Any advice much appreciated as drawing a blank here, especially with no error messages to go on.

Thanks
Eoghan

1 Like

Hi again,
I did some more digging, and the problem seems to be arising during the processing of the HTML. Specifically, the preg_replace_callback to “Perform replacement for ojs://
 URLs” seems to strip all content and return and empty string for $contents (https://github.com/pkp/ojs/blob/master/plugins/generic/htmlArticleGalley/HtmlArticleGalleyPlugin.inc.php#L169) No error is thrown, which would explain the lack of PHP log errors. When the call to preg_replace_callback() is commented out, the HTML Galley renders fine

Some other bits of info that might be useful:

  • This issue doesn’t arise on my dev VM running Ubuntu 18.04 and php 7.2 with the exact same HTML galleys loaded into OJS
  • The problematic, production system is Centos 7 and php 7.4
  • Some (but not all) of the problematic galleys can be quite big (i.e. 5MB+) as the HTML contains base64 encoded images. However, they all render fine on the Ubuntu server and some large galleys (5MB +) also render fine on Centos, so filesize doesn’t seem to be a determiner of the issue

I’d appreciate advice on how to handle this. Is there an issue with commenting out this preg_replace_callback (how often do urls in the form ojs:// appear in the galleys?). Obviously, I’d rather not modify php files locally if at all possible, but this issue is affecting quite a few HTML galleys.

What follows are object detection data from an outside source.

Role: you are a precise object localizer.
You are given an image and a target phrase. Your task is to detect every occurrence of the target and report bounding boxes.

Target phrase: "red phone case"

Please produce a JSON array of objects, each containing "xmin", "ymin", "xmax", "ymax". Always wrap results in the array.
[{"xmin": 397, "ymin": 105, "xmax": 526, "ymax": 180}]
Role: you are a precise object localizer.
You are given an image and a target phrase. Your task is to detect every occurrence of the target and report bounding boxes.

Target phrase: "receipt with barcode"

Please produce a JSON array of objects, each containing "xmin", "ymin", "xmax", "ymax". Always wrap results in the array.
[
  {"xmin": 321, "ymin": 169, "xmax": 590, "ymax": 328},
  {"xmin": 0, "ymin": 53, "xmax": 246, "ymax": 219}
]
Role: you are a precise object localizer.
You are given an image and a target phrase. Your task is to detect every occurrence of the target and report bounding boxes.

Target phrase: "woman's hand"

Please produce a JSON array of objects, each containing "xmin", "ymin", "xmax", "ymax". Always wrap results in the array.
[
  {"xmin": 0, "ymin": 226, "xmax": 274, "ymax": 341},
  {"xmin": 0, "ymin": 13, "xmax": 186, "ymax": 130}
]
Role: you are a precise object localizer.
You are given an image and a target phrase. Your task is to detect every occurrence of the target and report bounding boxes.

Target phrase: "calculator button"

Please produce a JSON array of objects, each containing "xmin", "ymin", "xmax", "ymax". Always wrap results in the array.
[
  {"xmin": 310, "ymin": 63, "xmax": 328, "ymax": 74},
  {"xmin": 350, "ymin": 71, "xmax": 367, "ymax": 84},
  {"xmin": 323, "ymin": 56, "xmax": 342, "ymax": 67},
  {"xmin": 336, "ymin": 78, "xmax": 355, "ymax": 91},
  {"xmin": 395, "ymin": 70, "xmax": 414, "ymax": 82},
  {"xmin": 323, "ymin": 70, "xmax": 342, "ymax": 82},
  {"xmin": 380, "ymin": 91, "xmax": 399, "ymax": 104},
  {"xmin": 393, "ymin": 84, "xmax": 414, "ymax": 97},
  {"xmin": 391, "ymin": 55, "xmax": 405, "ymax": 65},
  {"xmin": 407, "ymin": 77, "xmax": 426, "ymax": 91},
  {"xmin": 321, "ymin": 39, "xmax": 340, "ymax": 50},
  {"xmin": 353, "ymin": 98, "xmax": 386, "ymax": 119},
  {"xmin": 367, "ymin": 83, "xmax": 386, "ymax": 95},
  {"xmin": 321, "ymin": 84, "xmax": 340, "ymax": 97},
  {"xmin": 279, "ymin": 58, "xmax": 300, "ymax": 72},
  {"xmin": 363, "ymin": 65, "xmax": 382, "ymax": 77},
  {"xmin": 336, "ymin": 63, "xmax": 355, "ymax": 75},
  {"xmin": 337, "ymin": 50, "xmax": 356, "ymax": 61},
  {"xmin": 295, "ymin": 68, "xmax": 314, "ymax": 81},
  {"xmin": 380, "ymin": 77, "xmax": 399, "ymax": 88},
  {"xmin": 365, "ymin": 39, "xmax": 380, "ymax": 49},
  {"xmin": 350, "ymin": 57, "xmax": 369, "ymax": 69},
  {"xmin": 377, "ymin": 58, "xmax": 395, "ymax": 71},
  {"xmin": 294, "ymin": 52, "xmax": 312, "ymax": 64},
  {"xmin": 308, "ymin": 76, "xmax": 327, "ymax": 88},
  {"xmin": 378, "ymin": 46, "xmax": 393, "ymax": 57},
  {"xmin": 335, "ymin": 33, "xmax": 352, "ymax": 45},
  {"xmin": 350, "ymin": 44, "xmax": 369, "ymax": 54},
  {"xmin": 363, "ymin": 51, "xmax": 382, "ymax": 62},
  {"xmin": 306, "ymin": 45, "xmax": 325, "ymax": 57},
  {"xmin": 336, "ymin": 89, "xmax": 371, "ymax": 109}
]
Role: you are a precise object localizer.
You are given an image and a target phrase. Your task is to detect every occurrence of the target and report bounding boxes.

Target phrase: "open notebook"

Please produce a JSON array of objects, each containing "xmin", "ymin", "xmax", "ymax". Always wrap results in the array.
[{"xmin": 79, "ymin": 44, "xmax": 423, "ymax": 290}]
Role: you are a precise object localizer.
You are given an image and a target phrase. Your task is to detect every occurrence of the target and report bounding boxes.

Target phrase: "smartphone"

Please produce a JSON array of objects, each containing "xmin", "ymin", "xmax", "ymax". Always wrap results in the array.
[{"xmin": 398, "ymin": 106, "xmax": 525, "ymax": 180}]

Let me know if you need more information or would like a sample HTML file etc.
Cheers,
Eoghan

1 Like

Hi @eocarragain,

The ojs:// URLs will only be needed if you’ve written your own HTML files to make use of them – which is unlikely. I’m interested in what’s causing this, but unfortunately it’s a very specific combination of configuration to recreate it and I don’t have it here. If you’re able to track it down further, please follow up! I would expect any of the common causes (out of memory, UTF8 mis-encoding, function disabled for security, etc) to leave a trail of crumbs in the error log.

Regards,
Alec Smecher
Public Knowledge Project Team

1 Like

thanks @asmecher. good to know I can safely remove that block. If I get a chance I’ll see if I can narrow the problem down further. Yes, my initial thought was OOM since files are so big, but it is actually set very high in php.ini & as you say you’d expect to see that in the error log. I did wonder about something in the base64 strings causing an issue for the regex but you wouldn’t really expect that to result in no content at all.
Will let you know if we find more since it appears to have affected @Nerijus_Baliunas too.

Eoghan

1 Like

hi @asmecher @Nerijus_Baliunas
another update:

  • so a var_dump showed that $contents was actually null after the call to preg_replace_callback() indicating an (silent) pcre error
  • google brought me to regex - php preg_replace returning null - Stack Overflow which brought me https://www.myintervals.com/blog/2008/01/25/wtf-preg_replace-returns-null/
  • as in that blog preg_last_error() returned an error of ‘2’ indicating the pcre backtrack limit had been exceeded
  • in my php.ini the pcre.backtrack_limit setting was commented out, meaning it was defaulting to 1000000.
  • i increased this to 10000000 which did fix the problem and the galley rendered
  • however i also noticed that pcre.jit was set to 0. Comparing this to my Ubuntu setup, pcre.jit was commented out, i.e. set to 1. Commenting out pcre.jit (or setting it to 1) on the production server also fixed the problem even when backtrack was set to the default
  • in the end I went with just commenting both out (i.e. pcre_backtrack_limit=1000000 and pcre.jit=1)

A few things:

  • i inherited this VM, but the pcre.jit=0 may well be a default Centos or remi rpm php default, so may catch other people out
    *it might be an idea to check if $contents is null after the call to preg_replace_callback() and either a) substitute back the value of $contents before attempting the call or ;b) at least throwing a meaningful error that will get logged in PHP error log.

Happy to test a patch etc.

For now I’m happy because I have been able to revert the php file, so I don’t have to worry about it at the next upgrade but would be good to handle this edge case more generally. The length of the html file (and the inline base64 images) was likely a factor as probably affected the backtrack limit being exceeded in some cases. That means it probably won’t affect too many people with more normal HTML galleys, but even so it would be nice to handle gracefully.

Hope this helps. Cheers,
Eoghan

1 Like

Hi @eocarragain,

Good spotting! That’s a weird one (of the sort that turns people off PHP).

I’m not sure why this caused problems with calls to preg_replace_callback and not e.g. preg_replace, which is used several times with similarly-constructed regular expressions in nearby code. And a bit of local experimentation does suggest that the JIT option appears to decrease the backtrack requirements for some regular expressions.

So for the moment I’d lean towards simply checking and reporting errors as a baseline; if others start hitting these limits, we can look at implementation changes.

To add warnings, this should work: Watch for preg match limit https://forum.pkp.sfu.ca/t/html-galleys-em
 · pkp/ojs@474bce7 · GitHub

Regards,
Alec Smecher
Public Knowledge Project Team

3 Likes

Hi @asmecher,
That looks like a good approach. Cheers
Eoghan